2) Italy entered WW2 with too many older weapons (early 1930's) that were not up to the job. It appears that Italy did some debt fuel building early, then had a bit of a bust. More level buying patterns give you more modern Military in 1940. Also, a consistent buying pattern should lower costs.

3) If you are willing to go to WW1 time frame, then have Italy attack less often and have fewer deaths to war. Or have Italy gain more valuable things after the war, be it land or reparations.

4) You can have interwar improvements to the economy. Yes Italy has issue with lack of coal for example. But you can build hydroelectric dams as a way to help find other energy sources. You can focus on energy efficiency. You can try to subsidize support industries for war efforts. You can look for new mineral deposits. Build up strategic material reserves.

5) On #4, the oil in Libya was technically recoverable as far as I can tell. It is not too deep, and I have not seen any other issues that would prevent drilling. Likely a plan to find domestic energy sources would find this oil.

6) Good War Plans. Why was there no good war plans already prepared like. War Plan - Invade Malta short notice. War Plan - Defend Libya. Many of the insurmountable problems from OTL are trivial to solve is some field grade officers work through the details in the interwar years. Italy clearly was not ready for war in 1940, at least on a mental level on the senior military commanders.


Like many things in life, there is no miracle cure. Hundreds of little things were not as good as they should be, and to get better, one just has to start improving the little things. One caliber of rifle ammo. Better financial planning on arms purchases. More merit based promotions (notice - not merit based, just less political). Once alliance with Germany, be willing to do some licensing deals both ways. Send naval officers to work with RN until relations get too bad. Get someone to build good TDS on Battleships. Build more RR in Libya.
 

ingemann

Banned
The Italian problem is less competence per se, than size. In 43 for example the Italian army total strength is 6 million the US army 7.5m from a much greater population base. There comes a point at which talent runs out, the Italians designed that in to their system.

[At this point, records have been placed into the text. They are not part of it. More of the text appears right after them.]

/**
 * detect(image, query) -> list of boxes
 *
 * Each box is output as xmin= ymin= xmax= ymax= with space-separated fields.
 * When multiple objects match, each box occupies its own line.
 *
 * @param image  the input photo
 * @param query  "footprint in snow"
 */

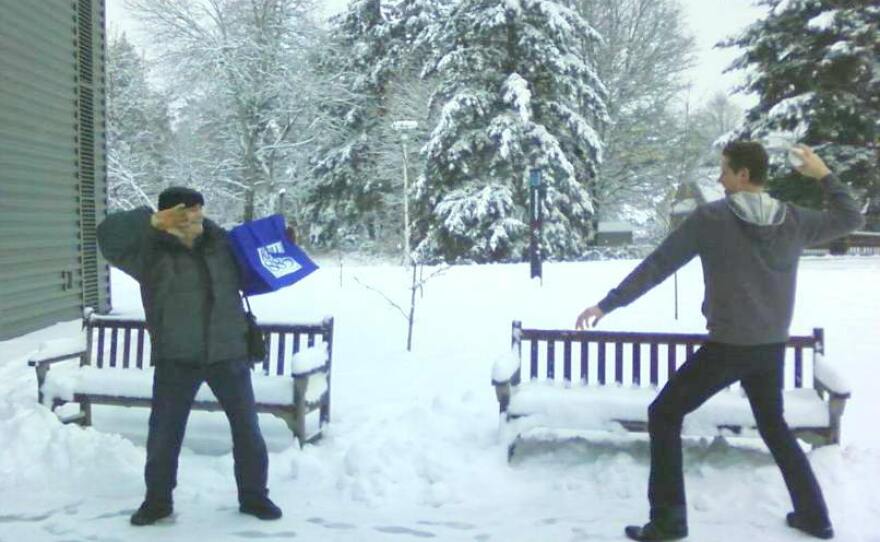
xmin=417 ymin=520 xmax=476 ymax=530
xmin=307 ymin=516 xmax=357 ymax=529
xmin=233 ymin=530 xmax=298 ymax=538
xmin=374 ymin=525 xmax=436 ymax=538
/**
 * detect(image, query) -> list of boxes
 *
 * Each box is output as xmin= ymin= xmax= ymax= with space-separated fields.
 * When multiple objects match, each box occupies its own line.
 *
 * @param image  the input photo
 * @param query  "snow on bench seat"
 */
xmin=40 ymin=364 xmax=328 ymax=407
xmin=508 ymin=382 xmax=829 ymax=435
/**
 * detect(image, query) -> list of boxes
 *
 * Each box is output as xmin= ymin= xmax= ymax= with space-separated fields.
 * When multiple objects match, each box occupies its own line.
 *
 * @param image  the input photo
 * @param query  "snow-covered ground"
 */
xmin=1 ymin=256 xmax=879 ymax=542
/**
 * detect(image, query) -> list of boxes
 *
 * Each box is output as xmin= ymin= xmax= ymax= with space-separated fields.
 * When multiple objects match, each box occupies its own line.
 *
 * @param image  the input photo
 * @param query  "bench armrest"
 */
xmin=813 ymin=354 xmax=851 ymax=399
xmin=27 ymin=336 xmax=86 ymax=368
xmin=28 ymin=351 xmax=84 ymax=368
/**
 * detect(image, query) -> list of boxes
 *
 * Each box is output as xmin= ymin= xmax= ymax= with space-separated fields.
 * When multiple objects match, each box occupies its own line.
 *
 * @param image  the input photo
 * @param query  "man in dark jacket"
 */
xmin=575 ymin=143 xmax=863 ymax=541
xmin=97 ymin=187 xmax=282 ymax=525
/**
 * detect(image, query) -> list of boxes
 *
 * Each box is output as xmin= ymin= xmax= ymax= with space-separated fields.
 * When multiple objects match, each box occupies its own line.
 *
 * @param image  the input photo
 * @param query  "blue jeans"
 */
xmin=144 ymin=360 xmax=268 ymax=505
xmin=647 ymin=342 xmax=829 ymax=522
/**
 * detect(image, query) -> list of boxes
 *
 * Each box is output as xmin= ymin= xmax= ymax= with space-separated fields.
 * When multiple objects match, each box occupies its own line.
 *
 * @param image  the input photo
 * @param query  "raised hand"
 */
xmin=575 ymin=305 xmax=605 ymax=330
xmin=150 ymin=203 xmax=190 ymax=232
xmin=790 ymin=145 xmax=831 ymax=180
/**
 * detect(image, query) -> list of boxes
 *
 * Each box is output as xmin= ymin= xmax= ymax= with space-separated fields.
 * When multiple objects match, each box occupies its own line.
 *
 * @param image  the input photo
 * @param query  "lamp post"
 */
xmin=529 ymin=167 xmax=544 ymax=281
xmin=392 ymin=120 xmax=418 ymax=266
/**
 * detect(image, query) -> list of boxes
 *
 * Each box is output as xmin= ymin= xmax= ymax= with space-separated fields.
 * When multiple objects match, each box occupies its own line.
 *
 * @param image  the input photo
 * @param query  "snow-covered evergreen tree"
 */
xmin=723 ymin=0 xmax=879 ymax=223
xmin=414 ymin=0 xmax=608 ymax=263
xmin=306 ymin=0 xmax=394 ymax=248
xmin=307 ymin=0 xmax=450 ymax=252
xmin=106 ymin=33 xmax=172 ymax=211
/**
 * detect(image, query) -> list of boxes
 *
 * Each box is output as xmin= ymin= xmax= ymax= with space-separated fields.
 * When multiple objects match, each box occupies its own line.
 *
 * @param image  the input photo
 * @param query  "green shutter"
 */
xmin=0 ymin=0 xmax=109 ymax=340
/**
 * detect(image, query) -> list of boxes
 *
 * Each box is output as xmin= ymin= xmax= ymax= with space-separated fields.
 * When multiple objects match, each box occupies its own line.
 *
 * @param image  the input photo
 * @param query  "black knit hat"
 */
xmin=158 ymin=187 xmax=204 ymax=210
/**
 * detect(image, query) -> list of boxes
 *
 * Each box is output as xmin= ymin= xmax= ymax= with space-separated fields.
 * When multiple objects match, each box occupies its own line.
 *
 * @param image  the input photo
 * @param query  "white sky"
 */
xmin=105 ymin=0 xmax=766 ymax=109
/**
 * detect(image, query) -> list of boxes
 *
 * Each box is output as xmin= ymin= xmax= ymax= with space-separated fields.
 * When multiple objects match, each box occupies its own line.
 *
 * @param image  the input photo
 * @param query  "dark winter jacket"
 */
xmin=598 ymin=175 xmax=865 ymax=345
xmin=97 ymin=207 xmax=249 ymax=365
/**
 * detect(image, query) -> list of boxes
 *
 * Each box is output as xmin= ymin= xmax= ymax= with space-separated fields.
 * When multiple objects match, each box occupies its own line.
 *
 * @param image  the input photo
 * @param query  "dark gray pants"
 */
xmin=647 ymin=342 xmax=829 ymax=522
xmin=144 ymin=360 xmax=268 ymax=505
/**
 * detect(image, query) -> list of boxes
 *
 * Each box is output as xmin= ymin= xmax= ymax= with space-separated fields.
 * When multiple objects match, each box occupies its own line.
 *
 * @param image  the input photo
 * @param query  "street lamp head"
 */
xmin=529 ymin=168 xmax=542 ymax=188
xmin=392 ymin=120 xmax=418 ymax=131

But the Italian armies in the field, ARMIR, North Africa, Ethiopia all performed creditably up to the point they were destroyed by obviously superior forces (bigger, better equipped, supplied etc) its difficult to see how a smaller Italian army would be ‘better’ as it will face the same enemy and a smaller Italian army would not be able to provide the occupation forces for some significant guerrilla wars in the Balkans where they were reasonably successful.

What you are not going to be able to do is turn the Italian army into a Blitzkreigy panzer force - thats prevented by the geography of Northern Italy and fundamental levels of industrialisation.

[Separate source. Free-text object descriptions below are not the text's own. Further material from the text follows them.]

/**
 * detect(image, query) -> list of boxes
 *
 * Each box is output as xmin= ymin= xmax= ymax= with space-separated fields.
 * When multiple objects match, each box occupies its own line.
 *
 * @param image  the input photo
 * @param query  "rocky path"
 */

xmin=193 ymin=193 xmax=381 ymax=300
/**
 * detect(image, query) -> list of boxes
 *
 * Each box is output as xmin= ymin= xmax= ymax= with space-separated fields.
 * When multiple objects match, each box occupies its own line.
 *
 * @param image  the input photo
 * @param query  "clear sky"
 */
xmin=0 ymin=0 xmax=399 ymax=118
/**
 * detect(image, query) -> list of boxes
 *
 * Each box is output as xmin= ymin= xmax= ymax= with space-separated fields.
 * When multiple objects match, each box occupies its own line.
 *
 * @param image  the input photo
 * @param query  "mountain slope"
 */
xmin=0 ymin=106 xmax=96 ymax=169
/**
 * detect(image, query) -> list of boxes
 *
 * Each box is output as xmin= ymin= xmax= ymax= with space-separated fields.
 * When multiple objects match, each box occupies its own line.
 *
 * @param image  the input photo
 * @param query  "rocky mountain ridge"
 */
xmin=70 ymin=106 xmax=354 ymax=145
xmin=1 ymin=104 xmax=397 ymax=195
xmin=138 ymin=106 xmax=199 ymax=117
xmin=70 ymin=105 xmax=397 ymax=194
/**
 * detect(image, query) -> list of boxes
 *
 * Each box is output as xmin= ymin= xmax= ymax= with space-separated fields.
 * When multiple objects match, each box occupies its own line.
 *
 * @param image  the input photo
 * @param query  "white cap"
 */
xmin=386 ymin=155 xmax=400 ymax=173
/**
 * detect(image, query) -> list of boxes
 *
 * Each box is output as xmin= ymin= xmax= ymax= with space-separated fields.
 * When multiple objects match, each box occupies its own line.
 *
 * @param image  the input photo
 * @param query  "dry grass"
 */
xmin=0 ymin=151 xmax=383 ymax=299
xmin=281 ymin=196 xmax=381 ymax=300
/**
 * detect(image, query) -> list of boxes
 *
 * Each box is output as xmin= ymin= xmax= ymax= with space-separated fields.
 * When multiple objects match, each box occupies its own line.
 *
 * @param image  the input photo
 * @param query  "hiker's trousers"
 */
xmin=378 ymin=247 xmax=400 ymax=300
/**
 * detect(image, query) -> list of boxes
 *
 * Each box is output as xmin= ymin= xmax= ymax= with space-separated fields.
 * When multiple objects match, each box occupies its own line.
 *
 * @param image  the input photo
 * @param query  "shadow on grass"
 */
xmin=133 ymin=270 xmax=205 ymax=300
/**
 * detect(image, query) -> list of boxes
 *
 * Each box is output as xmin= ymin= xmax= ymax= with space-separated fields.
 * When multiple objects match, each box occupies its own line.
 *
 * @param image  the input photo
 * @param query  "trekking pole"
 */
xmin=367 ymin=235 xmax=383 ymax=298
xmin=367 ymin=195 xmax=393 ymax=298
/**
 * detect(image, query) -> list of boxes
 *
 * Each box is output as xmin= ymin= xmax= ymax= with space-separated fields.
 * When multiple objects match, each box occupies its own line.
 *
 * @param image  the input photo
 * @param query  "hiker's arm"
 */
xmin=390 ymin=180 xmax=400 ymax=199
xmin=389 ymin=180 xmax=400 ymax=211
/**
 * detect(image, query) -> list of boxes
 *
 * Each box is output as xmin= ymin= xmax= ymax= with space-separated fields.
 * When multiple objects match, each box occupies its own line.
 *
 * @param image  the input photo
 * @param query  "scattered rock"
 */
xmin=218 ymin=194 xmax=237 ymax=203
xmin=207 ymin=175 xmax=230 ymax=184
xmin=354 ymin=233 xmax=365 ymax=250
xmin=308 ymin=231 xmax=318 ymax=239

The Germans had around as many soldier per capita under arms as Italy if not more, and even for all the stupidity of the German command, they still had the best army in WW2.
I personal think that the Italians beside their industrial and structural weaknesses suffered from a weakness we often see in modernising regimes. They build their army so it superficial looked like a modern army in it had the structure and planning. But they forgot the indepth reforms. The Germans didn't do well because of their general or their political leader. They did well for the same reason Israel do well today against Arabs. They had NCO which was taught to take iniativ and act on their own. We tend to see Germans as a people obsessed with control, planning and hirachy. But in both WW they did well because they were excellent in delegate the responsibility out to the people on the ground. If a German unit was ordered to stop the enemy at some position, the higher up didn't care how they did it, just that they did so. While in many other armies, they would have gotten precise order how to do so. Of course it was only possible because German NCO and lower officer was educated to do so.

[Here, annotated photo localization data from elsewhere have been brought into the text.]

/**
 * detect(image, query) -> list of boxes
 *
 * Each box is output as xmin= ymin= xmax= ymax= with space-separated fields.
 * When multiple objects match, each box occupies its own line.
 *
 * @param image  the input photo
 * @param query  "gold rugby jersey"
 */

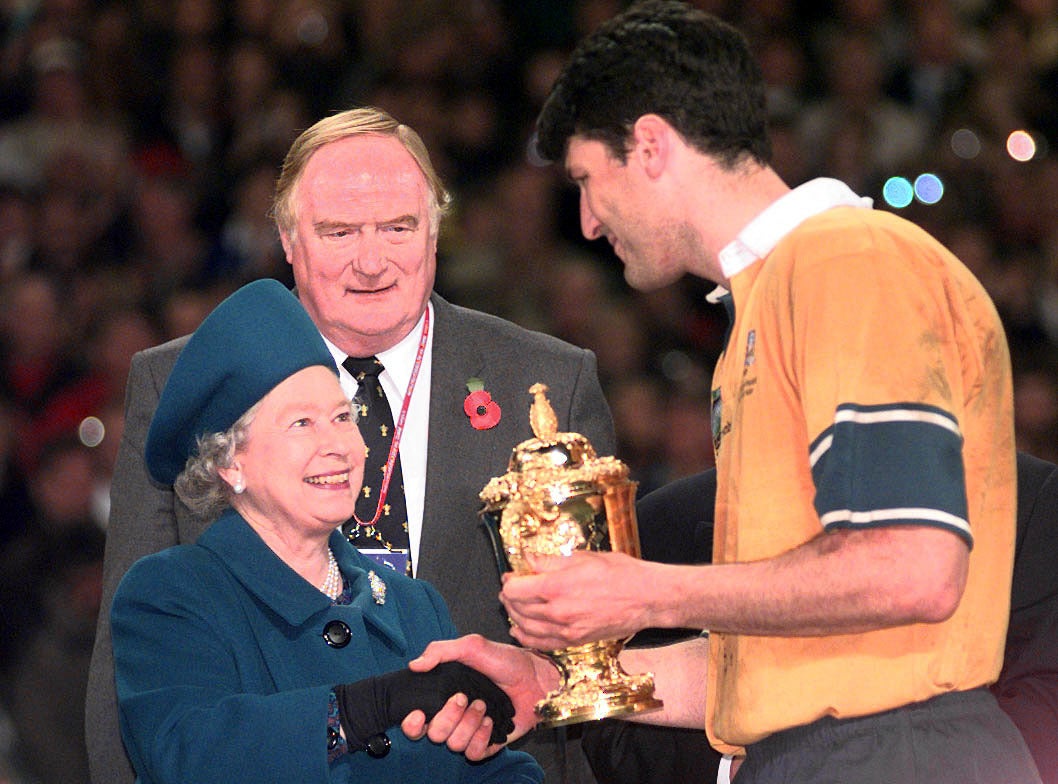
xmin=706 ymin=203 xmax=1016 ymax=753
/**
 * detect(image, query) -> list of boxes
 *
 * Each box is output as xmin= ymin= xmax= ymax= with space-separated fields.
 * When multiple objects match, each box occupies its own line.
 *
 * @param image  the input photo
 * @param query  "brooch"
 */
xmin=368 ymin=570 xmax=386 ymax=605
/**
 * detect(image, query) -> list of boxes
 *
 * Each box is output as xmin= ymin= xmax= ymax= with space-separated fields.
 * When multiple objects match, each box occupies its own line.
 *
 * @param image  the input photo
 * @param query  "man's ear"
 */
xmin=630 ymin=114 xmax=673 ymax=180
xmin=278 ymin=228 xmax=294 ymax=263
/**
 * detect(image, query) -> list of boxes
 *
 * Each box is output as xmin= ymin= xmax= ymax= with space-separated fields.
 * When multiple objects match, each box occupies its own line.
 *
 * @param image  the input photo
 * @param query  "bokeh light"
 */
xmin=914 ymin=173 xmax=944 ymax=205
xmin=1007 ymin=130 xmax=1037 ymax=162
xmin=79 ymin=416 xmax=106 ymax=448
xmin=950 ymin=128 xmax=981 ymax=160
xmin=296 ymin=11 xmax=328 ymax=46
xmin=882 ymin=176 xmax=914 ymax=209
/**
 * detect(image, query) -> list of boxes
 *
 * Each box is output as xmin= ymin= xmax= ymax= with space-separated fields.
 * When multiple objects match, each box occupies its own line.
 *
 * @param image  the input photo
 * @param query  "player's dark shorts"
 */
xmin=738 ymin=687 xmax=1041 ymax=784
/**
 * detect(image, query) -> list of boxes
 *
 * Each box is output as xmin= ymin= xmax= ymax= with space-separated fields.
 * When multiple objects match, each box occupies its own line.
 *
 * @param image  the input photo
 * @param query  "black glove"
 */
xmin=334 ymin=661 xmax=516 ymax=750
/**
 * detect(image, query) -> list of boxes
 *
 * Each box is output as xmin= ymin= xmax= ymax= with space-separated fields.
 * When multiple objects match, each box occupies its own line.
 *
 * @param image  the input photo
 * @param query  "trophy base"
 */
xmin=533 ymin=641 xmax=664 ymax=729
xmin=535 ymin=687 xmax=664 ymax=729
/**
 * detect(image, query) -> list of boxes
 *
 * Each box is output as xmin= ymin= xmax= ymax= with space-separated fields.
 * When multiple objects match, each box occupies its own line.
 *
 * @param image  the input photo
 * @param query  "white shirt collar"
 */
xmin=376 ymin=302 xmax=431 ymax=392
xmin=717 ymin=177 xmax=873 ymax=282
xmin=323 ymin=301 xmax=433 ymax=393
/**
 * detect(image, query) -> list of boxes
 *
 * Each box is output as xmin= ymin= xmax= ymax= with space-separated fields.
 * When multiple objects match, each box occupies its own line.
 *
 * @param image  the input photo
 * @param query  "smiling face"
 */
xmin=221 ymin=365 xmax=364 ymax=538
xmin=281 ymin=134 xmax=438 ymax=357
xmin=566 ymin=136 xmax=689 ymax=292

I'm not sure how Italy can get around this. First they need to recognise this weakness. But even if they do so, it's not necessary possible to change it. But the Egyptians which to large degree had the same problem, showed in 1973 there was ways around. It only demand that forces are given very detailed, but also ahort terms goals. Goal like invade Egtpt and beat the British is too big, but move over the Egyptian border, occupy area between x and y at the border and build defensive fortication would be better. Afterward they could plan for a new goal.
 
I think that might be a bit much after all, NATO's NCO led force was an idea taken from Germany after the war. But maybe if they got rid of the older generals rather than slashing the officers' training budget we might see competent (for that era) leadership on the part of the Junior officers.

With Benny the Moose in Charge I can't see the generals being anything other than his or the King's placemen.
 
Ingemann, I think we are agreeing in the end the Italians built an army too big to sustain.

And what you are describing is exactly how they planned to fight and were quite good at it. The problem is in the Western desert is one you have done phase 1, a mobile force (7th armoured) is able to break through the defensive line and sit across the main supply route giving the italians a choice of die of thirst, march off in a random direction trying to find an enemy that is faster and more heavily armed than you or defend, until 7th RTR breaks in and you find your AT guns bounce of the Matilda's armour.

To stop that you need a smaller more mobile army - but that would be of limited use in defending Italy against its known threats at any time up until the Summer of 1940.
 
Blondie:

A lot of the thinking generally on this thread is how to create a mechanised army able to compete with or alongside the German and Anglo American armies in North Africa or Russia. That’s a situation that presupposes amongst other things France has been conquered in a single campaign. My question is why plan for that in the 1930’s. Its only from 1936 on that the UK and France are even remotely hostile prior to that if not allies certainly accommodating and supportive friends. But specifically.

1) Yes sort of. The sort of being fragile dictators don’t want an efficient army able to overthrow them, which is an argument against efficiency and for really cool uniforms and a dependent, politically reliable, officer class, but the Italian army was a true army trained and organised to defend Italy from attack along its land borders - all mountainous.

2) All true – but the critical point is the Ethiopian war in 35/6 i.e. prior to the remilitarisation of the Rhineland and while Germany is actually a rival against who you have territorial claims. It’s that that makes reequipment unaffordable.

3) Attacking less often probably a good idea but any gains would come at the expense of the Central Powers and make Italy much more of a target for German aggression with the rise of Hitler (war over the Italian occupied parts of Austria?) or dependent on Anglo French support for the possessions in the middle east.

4) 94% of Italy’s OTL electricity generation in 38 was hydro. The Italians were major arms exporters between the wars in all categories and even with an overstuffed armaments industry unable to reequip through lack of money. Same with strategic reserves, if you have to have to buy them you need cash from someone else because the strategic materials are owned by people who don’t want Cr42’s and tankettes they make their own or need cash money.

5) Not sure it is technically recoverable in that era, and if it was you need either UK or US expertise to do it. The major problem though is finding it. It took the French a decade to prove the Algerian reserves and that’s using late 1940’s technology- long range aircraft to support the effort. Nobody looked at Libya until after the Algerian reserves were found. Even then its not immediately exploitable. It took from 46 to 63 to get production out of Libya. To get a working field by say 38 means the Turks have to start looking when they owned it. Speed that up is probably impossible and in any case the fields are not economically viable until after the Suez crisis and the Arab embargo on France.

6) There were good war plans – to defend Italy. A war plan to Invade Malta at any time prior to 1940 is a plan to go to war on your own against the combined British and French Empires who outnumber you at sea by 8:3. The result of that plan is inevitable defeat. Defend Libya against a first rate power - Why? I know it’s main export is esparto grass which is real useful for making paper and rolling ciggies but how many lives is cigarette paper worth?